Q: What exactly is the Model Context Protocol (MCP)?

A: MCP is an open standard, like a common language, that lets AI applications (clients) and external data sources or tools (servers) talk to each other. It helps AI models get the context (data, instructions, tools) they need from outside systems to give more accurate and relevant responses. Think of it as a universal adapter for AI connections.

Q: How is MCP different from OpenAI's function calling or plugins?

A: While OpenAI's tools allow models to use specific external functions, MCP is a broader, open standard. It covers not just tool use, but also providing structured data (Resources) and instruction templates (Prompts) as context. Being an open standard means it's not tied to one company's models or platform.

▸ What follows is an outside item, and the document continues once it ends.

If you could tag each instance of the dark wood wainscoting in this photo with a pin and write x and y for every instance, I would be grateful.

OpenAI has even started adopting MCP in its Agents SDK.

Q: Can I use MCP with frameworks like LangChain?

A: Yes, MCP is designed to complement frameworks like LangChain or LlamaIndex. Instead of relying solely on custom connectors within these frameworks, you can use MCP as a standardized bridge to connect to various tools and data sources. There's potential for interoperability, like converting MCP tools into LangChain tools.

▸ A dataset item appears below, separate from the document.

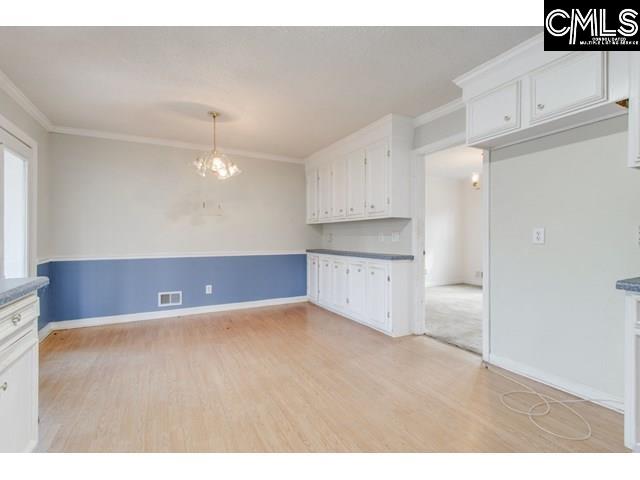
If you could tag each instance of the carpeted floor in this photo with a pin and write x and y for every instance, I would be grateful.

Q: Why was MCP created? What problem does it solve?

A: It was created because large language models often lack real-time information and connecting them to external data/tools required custom, complex integrations for each pair. MCP solves this by providing a standard way to connect, reducing development time, complexity, and cost, and enabling better interoperability between different AI models and tools.

Q: Is MCP secure? What are the main risks?

A: Security is a major consideration. While MCP includes principles like user consent and control, risks exist. These include potential server compromises leading to token theft, indirect prompt injection attacks, excessive permissions, context data leakage, session hijacking, and vulnerabilities in server implementations. Implementing robust security measures like OAuth 2.1, TLS, strict permissions, and monitoring is crucial.

Q: Who is behind MCP?

A: MCP was initially developed and open-sourced by Anthropic. However, it's an open standard with active contributions from the community, including companies like Microsoft and VMware Tanzu who maintain official SDKs.